Hay un fragor de fin y de derrumbe,
Un enfermo que rompe una receta,
Un niño que llora medio ahogado,
Un juramento que nadie acepta,
Una esquina que salta de emboscada,
Un trazo negro, un brazo que repele,
Un resto de comida masticada,
Una mujer golpeada que se acuesta.
Nueve círculos de infierno tuvo el sueño,
Doce pruebas mortales que vencer,
Pero nace el día, y el día recompongo:
Tenía que ser, amor, tenía que ser.
Pesadillas, esas que nos acechan y nos mantienen en vilo una noche entera. Las que nos hacen temblar, ya en la lucidez del día, con su recuerdo. Las mismas que Saramago reflejó en sus versos y con las que tan familiarizados están los seguidores del Real Valladolid.
Como si de una historia se tratase, de esas que se cuentan en los campamentos frente a una hoguera. Esas que hablan de monstruos, de asesinos y en las que, rara vez, el protagonista sale bien parado. Una historia para no dormir que lleva repitiéndose demasiadas veces en el José Zorrilla.
Una sospecha que se cierne sobre la parroquia blanquivioleta cada vez que rueda el balón. Da igual que la pretemporada haya sido un éxito, que parezca — por enésima vez — que el equipo por fin despega, que se fiche a jugadores con nombres impronunciables cuyo currículum ha sido impresionante. Da igual. La sombra de la sospecha continúa instalada sobre Valladolid.
Y no es que el Pucela no tenga una buena afición. De hecho, su afición es la única que continúa al pie del cañon batalla tras batalla, noche tras noche.

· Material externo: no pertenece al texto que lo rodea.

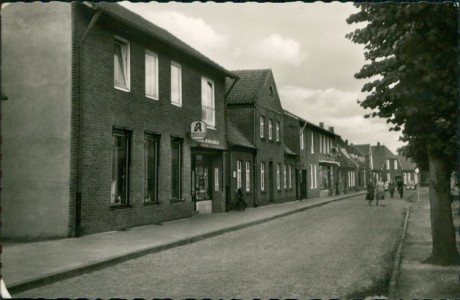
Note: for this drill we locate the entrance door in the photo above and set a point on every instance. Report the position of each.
(303, 185)
(270, 181)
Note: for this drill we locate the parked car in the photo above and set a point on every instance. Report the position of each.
(411, 186)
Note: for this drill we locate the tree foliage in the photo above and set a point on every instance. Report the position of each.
(411, 50)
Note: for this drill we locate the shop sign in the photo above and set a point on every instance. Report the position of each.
(198, 130)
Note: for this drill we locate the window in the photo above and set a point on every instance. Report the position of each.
(301, 140)
(121, 64)
(176, 168)
(277, 131)
(208, 107)
(151, 75)
(120, 167)
(262, 127)
(176, 84)
(216, 179)
(151, 167)
(312, 148)
(248, 176)
(278, 179)
(238, 174)
(285, 176)
(262, 176)
(311, 177)
(270, 129)
(315, 177)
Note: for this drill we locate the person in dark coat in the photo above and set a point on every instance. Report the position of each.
(391, 188)
(370, 192)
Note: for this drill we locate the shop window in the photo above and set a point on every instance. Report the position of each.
(120, 167)
(151, 146)
(208, 107)
(248, 176)
(262, 176)
(176, 168)
(278, 179)
(176, 84)
(270, 129)
(262, 127)
(151, 75)
(121, 58)
(238, 174)
(277, 131)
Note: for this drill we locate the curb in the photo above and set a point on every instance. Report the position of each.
(398, 258)
(97, 265)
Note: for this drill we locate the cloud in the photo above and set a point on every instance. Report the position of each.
(280, 49)
(338, 109)
(193, 31)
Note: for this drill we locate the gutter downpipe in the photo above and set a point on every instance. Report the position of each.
(93, 21)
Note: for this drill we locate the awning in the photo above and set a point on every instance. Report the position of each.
(329, 162)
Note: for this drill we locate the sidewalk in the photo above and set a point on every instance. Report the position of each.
(28, 265)
(417, 280)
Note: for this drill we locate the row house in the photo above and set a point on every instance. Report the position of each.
(383, 164)
(254, 106)
(98, 136)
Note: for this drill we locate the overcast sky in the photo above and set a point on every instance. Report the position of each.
(303, 43)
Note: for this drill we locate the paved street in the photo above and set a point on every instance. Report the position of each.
(340, 250)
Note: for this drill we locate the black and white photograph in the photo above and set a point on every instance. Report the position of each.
(250, 150)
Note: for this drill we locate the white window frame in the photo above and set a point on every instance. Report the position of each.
(277, 131)
(239, 166)
(262, 176)
(262, 126)
(285, 176)
(270, 129)
(312, 148)
(127, 73)
(179, 67)
(278, 176)
(301, 140)
(207, 103)
(154, 94)
(248, 176)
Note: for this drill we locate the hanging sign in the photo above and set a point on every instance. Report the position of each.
(198, 130)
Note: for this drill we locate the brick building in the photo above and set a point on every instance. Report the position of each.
(99, 137)
(253, 105)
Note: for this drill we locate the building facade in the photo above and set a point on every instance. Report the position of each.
(102, 141)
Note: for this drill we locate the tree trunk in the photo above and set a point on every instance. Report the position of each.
(442, 226)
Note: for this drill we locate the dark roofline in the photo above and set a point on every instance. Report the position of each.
(201, 57)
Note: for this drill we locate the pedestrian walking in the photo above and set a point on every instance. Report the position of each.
(391, 188)
(370, 192)
(400, 185)
(240, 203)
(380, 192)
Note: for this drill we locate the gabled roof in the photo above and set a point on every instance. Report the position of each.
(406, 163)
(125, 15)
(236, 138)
(379, 154)
(248, 87)
(364, 149)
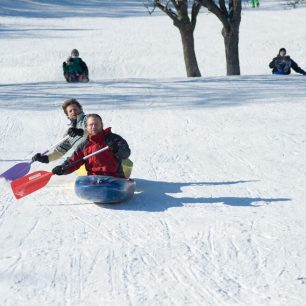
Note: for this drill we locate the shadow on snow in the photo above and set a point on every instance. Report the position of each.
(157, 196)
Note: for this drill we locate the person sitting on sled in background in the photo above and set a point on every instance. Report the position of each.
(74, 112)
(282, 64)
(105, 163)
(75, 69)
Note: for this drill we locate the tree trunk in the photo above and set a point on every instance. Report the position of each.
(191, 63)
(231, 42)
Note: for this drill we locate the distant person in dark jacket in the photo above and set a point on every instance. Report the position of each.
(282, 64)
(75, 69)
(107, 163)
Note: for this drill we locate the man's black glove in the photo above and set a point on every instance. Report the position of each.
(58, 170)
(73, 132)
(41, 158)
(113, 147)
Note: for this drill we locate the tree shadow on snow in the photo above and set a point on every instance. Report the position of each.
(156, 196)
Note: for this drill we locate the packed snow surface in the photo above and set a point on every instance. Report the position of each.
(218, 217)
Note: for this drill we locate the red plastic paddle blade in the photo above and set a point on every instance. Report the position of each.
(30, 183)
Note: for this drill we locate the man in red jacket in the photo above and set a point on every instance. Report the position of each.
(105, 163)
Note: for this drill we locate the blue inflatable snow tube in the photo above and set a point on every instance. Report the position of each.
(104, 189)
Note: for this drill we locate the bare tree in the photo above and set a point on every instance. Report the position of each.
(230, 16)
(177, 10)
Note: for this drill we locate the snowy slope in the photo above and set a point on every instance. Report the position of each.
(219, 213)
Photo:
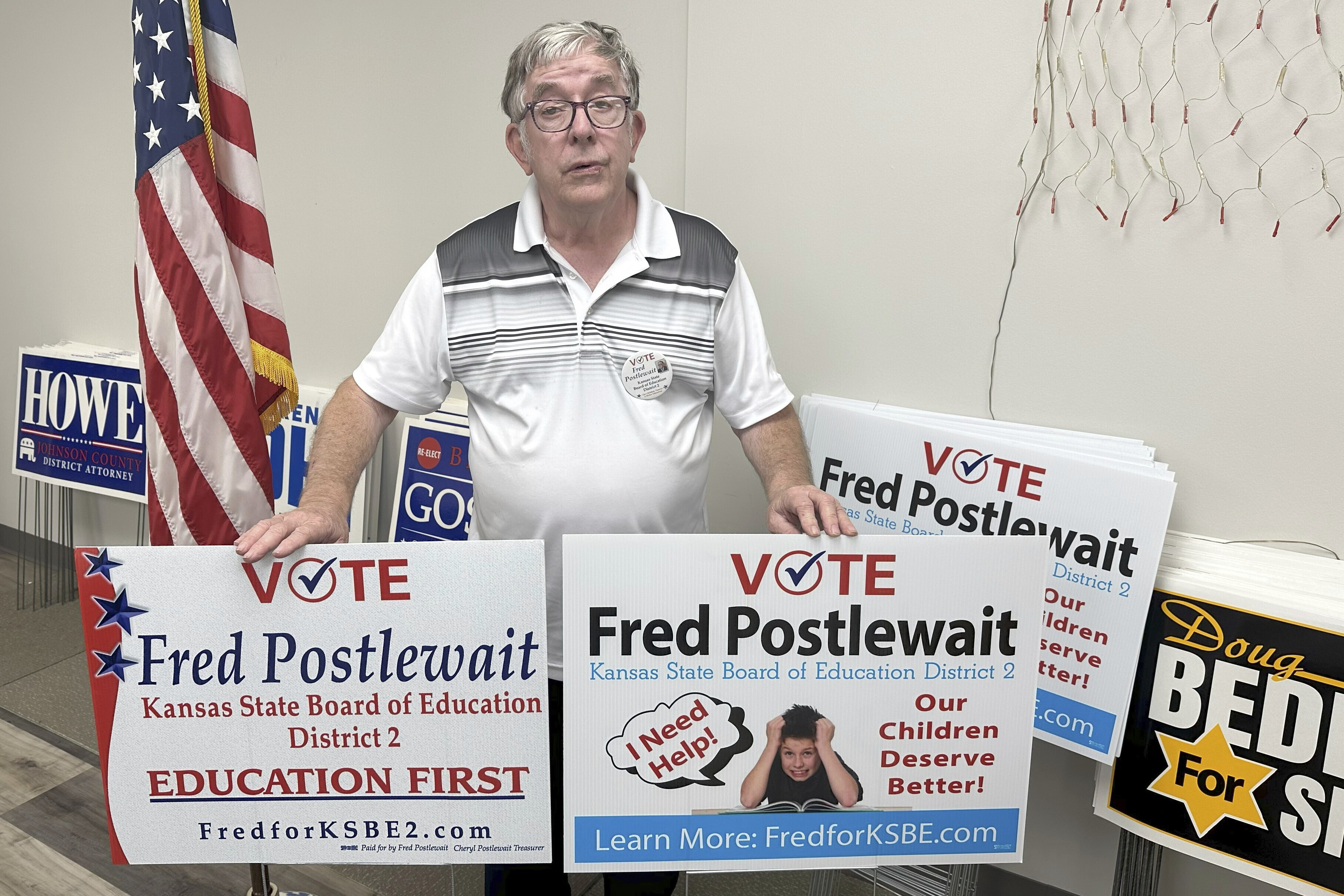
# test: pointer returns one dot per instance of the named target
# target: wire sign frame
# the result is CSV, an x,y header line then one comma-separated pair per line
x,y
1226,106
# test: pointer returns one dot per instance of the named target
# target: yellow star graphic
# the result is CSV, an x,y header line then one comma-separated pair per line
x,y
1212,780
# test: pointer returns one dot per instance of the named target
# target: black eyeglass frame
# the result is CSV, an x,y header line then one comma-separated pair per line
x,y
530,109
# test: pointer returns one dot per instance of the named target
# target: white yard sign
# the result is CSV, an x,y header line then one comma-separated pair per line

No, no es eso. Pero el hartazgo, el temor y, sobre todo, el cansancio van haciendo mella. Al igual que ese niño que, aterrado con los monstruos que imagina debajo de su cama, corre a la habitación de sus padres. Intenta no dormirse: el ogro que tanto miedo le provoca no puede volver a alcanzarle. Pero el cansancio puede con él y vuelve a caer en los brazos de Morfeo.
Algo parecido ocurre en Zorrilla. «Es la última vez que vengo», se oye en un sector de la grada. Aunque dos semanas más tarde ese aficionado vuelve a estar ahí, animando. ¿Y qué sucede? Pues que se repite la misma historia de siempre. La misma que, esa noche, le quitará el sueño y hará que al día siguiente siga sintiendo ese temo, esa sospecha, esa angustia.
Hasta que un día, el cansancio acaba por vencerlo. Empezará de una forma inocente, como si de un juego de niños se tratara. Una tarde su asiento se queda vacío por el frío que asola la ciudad. «Es solo una tarde, apenas hay dos grados y no quiero constiparme», pensará mientras ve el partido desde el calor de su sofá. Y así, excusa tras excusa, los únicos que volverán a ocupar su lugar en el campo serán la lluvia, el hielo y la decepción.
Y así, lo que antes eran quince mil almas animando se ha convertido en ocho mil corazones fatigados. Ocho mil valientes que, semana tras semana, continúan enfrentándose a sus pesadillas con la esperanza de que alguna vez puedan dormir tranquilos.
«Que masoquistas», dirán algunos. «¡Están locos!», exclamarán otros. Nada más lejos de la realidad. Como decía Saramago ‘tenía que ser, amor’. Tenía que ser.